Stanford’s logic here is frankly bizarre. After years of predictions that green energy will get so cheap that we’ll abandon expensive fossil fuels, doesn’t it work the same way when fossil fuels get cheap? Or is this a heads-I-win, tails-you-lose political project? If oil prices stay low, we can happily abandon “green energy” boondoggles now rendered hopelessly unprofitable.

As for employment, the main point of oil was never an employment program; it was to heat our homes and charge our iPads and run our hospitals. If we want to protect oil jobs, by all means, reduce regulation and taxes on fossil fuel companies, get rid of the discriminatory carbon tax, and enjoy $10 oil while it lasts. Such reforms could even set the stage for “kick-starting” the oil patch once Russia and Saudi Arabia resolve their spat and prices recover.

Stanford concludes with this: “Great crises are frightening and dangerous. But a crisis can also be an opportunity. The capacity of Canadians to work, produce and care for each other will survive this pandemic. All we need is leadership and purchasing power to put those capacities to full use.”

I couldn’t agree more. The key in 2020, as in every year before, is to unleash the entrepreneurial creativity of Canadians. A creativity that has long been held back by the very government intervention and taxation that Stanford is selling this week.

Through all of these threads, remember that original trade-off: $1 in additional taxes destroys $2 to $3 worth of jobs. If this is a war, if we must “kick-start” Canada, if investment needs a massive boost, if the oil patch needs a hand—those all argue for fewer burdens. We need fewer regulations, less taxes, and reduced government intervention. We need to get the bureaucrats and their alphabet soup of regulators, their 45% marginal taxes and green mandates, off the backs of business. Entrepreneurs are the ones who built Canada and who will continue to build Canada long after this virus has passed into memory, if the government will just get out of the way.

There is, without a doubt, a role for government in terms of improving their response to future public health crises. Countries like Germany have been far better prepared in terms of private-sector health capacity, while countries like South Korea or Taiwan have been far better prepared in terms of stockpiling resources and developing sophisticated protocols for testing and contact tracking. But government incompetence is no justification for seizing great swathes of the Canadian economy, along with tens of billions of hard-earned dollars from workers to squander on fantasies of centralized industrial policy run by miraculously wise and entrepreneurial bureaucrats.

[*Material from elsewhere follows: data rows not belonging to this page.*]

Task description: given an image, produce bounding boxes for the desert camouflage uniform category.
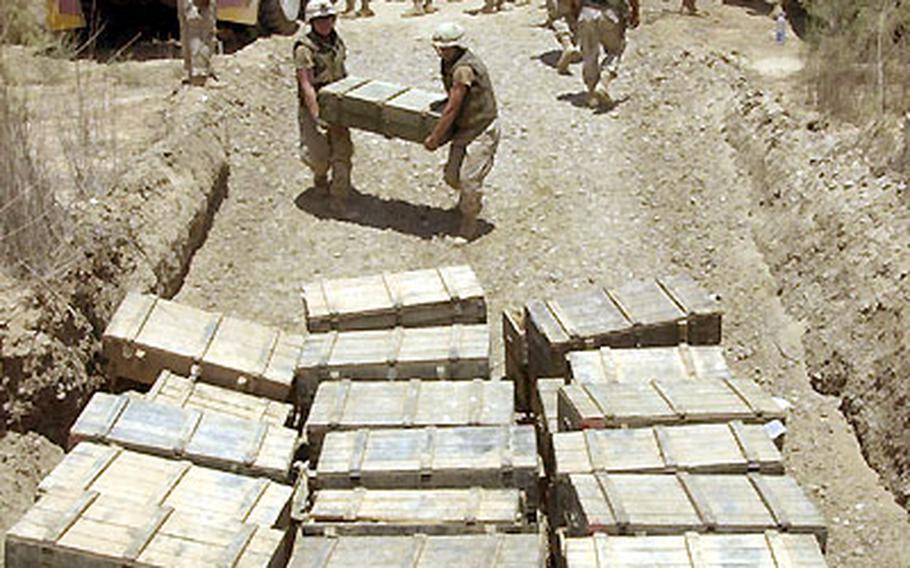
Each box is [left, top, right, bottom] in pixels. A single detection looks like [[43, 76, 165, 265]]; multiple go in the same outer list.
[[442, 49, 499, 221], [177, 0, 215, 85], [578, 0, 630, 100], [294, 31, 354, 197]]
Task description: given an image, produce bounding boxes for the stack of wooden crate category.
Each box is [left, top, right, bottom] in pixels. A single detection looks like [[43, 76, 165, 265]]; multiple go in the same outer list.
[[6, 360, 297, 568], [291, 266, 548, 567], [503, 277, 827, 568]]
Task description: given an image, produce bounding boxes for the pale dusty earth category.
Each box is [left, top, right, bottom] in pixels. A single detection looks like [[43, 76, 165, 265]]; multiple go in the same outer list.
[[0, 0, 910, 568]]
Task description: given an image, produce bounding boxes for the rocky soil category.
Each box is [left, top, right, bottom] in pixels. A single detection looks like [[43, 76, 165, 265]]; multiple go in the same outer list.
[[0, 0, 910, 568]]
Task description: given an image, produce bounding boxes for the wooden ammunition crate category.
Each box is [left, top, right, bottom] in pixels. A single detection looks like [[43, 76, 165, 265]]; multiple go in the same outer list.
[[38, 442, 292, 527], [69, 392, 297, 481], [302, 266, 487, 332], [145, 371, 294, 426], [558, 379, 786, 430], [317, 75, 370, 126], [502, 307, 535, 412], [297, 487, 537, 536], [305, 379, 515, 462], [314, 426, 542, 508], [553, 422, 784, 478], [382, 89, 446, 144], [103, 293, 303, 400], [559, 473, 827, 547], [319, 77, 445, 143], [525, 276, 721, 377], [297, 324, 490, 406], [6, 491, 290, 568], [288, 534, 548, 568], [557, 531, 828, 568], [566, 345, 733, 383]]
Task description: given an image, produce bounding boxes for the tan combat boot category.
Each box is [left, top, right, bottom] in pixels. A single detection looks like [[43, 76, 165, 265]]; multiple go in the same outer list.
[[401, 0, 426, 18]]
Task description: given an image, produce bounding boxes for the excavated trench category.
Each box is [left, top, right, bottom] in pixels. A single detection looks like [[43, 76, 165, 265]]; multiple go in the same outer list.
[[0, 90, 230, 445]]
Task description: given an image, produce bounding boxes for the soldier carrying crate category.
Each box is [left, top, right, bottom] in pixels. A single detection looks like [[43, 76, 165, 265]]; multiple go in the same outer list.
[[294, 0, 354, 210], [424, 22, 499, 239]]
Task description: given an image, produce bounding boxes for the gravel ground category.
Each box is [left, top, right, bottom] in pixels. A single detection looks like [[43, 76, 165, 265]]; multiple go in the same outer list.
[[177, 1, 910, 567]]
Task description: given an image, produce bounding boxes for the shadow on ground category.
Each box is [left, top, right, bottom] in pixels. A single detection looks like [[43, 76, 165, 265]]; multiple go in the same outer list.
[[294, 187, 495, 241], [556, 91, 629, 114]]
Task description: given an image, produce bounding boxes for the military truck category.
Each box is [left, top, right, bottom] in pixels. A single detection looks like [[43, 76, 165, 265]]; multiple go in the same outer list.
[[46, 0, 301, 33]]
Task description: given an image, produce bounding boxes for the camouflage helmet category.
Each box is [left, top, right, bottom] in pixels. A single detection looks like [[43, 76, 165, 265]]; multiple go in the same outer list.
[[304, 0, 337, 24], [433, 22, 465, 48]]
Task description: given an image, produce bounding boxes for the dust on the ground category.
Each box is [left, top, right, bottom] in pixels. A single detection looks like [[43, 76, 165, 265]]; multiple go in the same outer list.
[[2, 0, 910, 568]]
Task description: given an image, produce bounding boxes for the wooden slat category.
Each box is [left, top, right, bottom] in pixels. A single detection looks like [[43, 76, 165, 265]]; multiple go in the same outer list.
[[201, 316, 278, 391], [559, 473, 826, 544], [525, 280, 721, 378], [315, 426, 539, 502], [305, 380, 514, 462], [301, 488, 533, 536], [566, 345, 731, 383], [289, 534, 547, 568], [303, 266, 486, 332], [297, 325, 490, 401], [40, 442, 291, 526], [145, 371, 294, 426], [559, 380, 786, 429], [6, 491, 287, 568], [553, 423, 783, 477]]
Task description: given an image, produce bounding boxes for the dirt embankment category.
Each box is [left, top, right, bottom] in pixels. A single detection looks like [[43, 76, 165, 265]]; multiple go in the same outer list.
[[728, 92, 910, 507], [0, 61, 228, 443]]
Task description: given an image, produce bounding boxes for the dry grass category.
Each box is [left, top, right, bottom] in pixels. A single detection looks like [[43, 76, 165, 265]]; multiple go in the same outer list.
[[0, 59, 67, 276], [808, 0, 910, 123]]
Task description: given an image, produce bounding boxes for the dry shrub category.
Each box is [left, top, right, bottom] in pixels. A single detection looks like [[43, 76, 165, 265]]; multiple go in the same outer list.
[[0, 59, 66, 277], [807, 0, 910, 122]]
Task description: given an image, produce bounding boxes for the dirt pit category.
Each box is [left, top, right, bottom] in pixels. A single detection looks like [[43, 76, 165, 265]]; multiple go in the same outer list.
[[3, 0, 910, 568]]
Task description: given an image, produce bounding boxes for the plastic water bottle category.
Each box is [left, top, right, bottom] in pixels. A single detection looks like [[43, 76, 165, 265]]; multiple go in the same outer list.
[[774, 11, 787, 45]]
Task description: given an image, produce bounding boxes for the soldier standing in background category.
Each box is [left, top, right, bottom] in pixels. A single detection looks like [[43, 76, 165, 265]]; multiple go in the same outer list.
[[574, 0, 640, 108], [341, 0, 376, 20], [294, 0, 354, 212], [177, 0, 215, 86], [423, 22, 499, 240]]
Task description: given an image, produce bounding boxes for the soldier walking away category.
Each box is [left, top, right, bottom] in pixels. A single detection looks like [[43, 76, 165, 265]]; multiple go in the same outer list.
[[294, 0, 354, 212], [177, 0, 215, 86], [341, 0, 376, 20], [423, 22, 499, 240], [576, 0, 640, 108], [547, 0, 582, 75]]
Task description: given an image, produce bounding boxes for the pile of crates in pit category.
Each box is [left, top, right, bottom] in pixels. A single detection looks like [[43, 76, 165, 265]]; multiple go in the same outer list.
[[6, 267, 547, 568], [503, 276, 827, 568], [5, 294, 303, 568]]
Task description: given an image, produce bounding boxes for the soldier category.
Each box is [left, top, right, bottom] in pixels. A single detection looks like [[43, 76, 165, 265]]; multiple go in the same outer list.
[[341, 0, 376, 20], [423, 22, 499, 240], [574, 0, 639, 108], [294, 0, 354, 210], [177, 0, 215, 86], [547, 0, 582, 75]]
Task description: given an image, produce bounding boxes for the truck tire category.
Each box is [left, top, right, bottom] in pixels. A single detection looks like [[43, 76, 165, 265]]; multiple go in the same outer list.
[[259, 0, 300, 35]]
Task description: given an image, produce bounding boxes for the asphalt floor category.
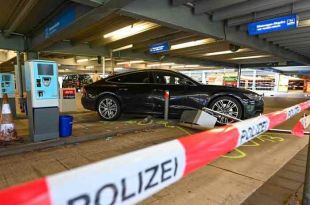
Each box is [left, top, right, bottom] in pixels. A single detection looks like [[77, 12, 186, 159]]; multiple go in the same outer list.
[[0, 98, 308, 205]]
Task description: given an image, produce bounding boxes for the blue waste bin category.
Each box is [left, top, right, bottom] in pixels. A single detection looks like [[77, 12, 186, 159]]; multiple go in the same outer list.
[[59, 115, 73, 137]]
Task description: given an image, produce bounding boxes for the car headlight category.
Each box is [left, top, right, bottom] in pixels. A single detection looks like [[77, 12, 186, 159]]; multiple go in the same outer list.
[[244, 93, 262, 101]]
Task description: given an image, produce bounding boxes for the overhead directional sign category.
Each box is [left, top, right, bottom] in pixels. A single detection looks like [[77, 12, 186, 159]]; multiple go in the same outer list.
[[248, 15, 298, 36], [44, 7, 75, 38], [149, 42, 170, 54]]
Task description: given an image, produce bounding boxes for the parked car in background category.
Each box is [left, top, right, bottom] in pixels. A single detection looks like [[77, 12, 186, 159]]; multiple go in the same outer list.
[[62, 74, 93, 91], [82, 69, 264, 124]]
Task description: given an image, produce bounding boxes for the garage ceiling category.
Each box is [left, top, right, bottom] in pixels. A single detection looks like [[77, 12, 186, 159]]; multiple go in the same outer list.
[[0, 0, 310, 67]]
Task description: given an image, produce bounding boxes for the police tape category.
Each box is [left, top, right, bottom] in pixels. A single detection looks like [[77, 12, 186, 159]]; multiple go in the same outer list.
[[0, 101, 310, 205]]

There is, similarly, a case to be made for proactive government aid to industries that government itself has hurt in the past. From oil companies to airlines, government policies have for decades hobbled many once-great Canadian institutions. One could justify a sort of “reparations” from government to make up for past punitive regulation and past punitive taxation. But, again, done in a way that taxpayers, and the larger economy, actually benefit.

In the wake of the pandemic, specific opportunities abound to open up the Canadian economy. These opportunities cover everything on Stanford’s wish-list, and more: health care, public transportation, infrastructure, and energy would all benefit from unleashing millions of Canadian entrepreneurs, freeing them of the dead hand of overgrown regulation and burdensome taxation. If we need a Marshall Plan, it’s for getting government off our backs.

Peter St. Onge is a Senior Fellow at the MEI. The views reflected in this op-ed are his own.


1. For a very thorough account how US government intervention extended the depression, see Murray Rothbard America’s Great Depression.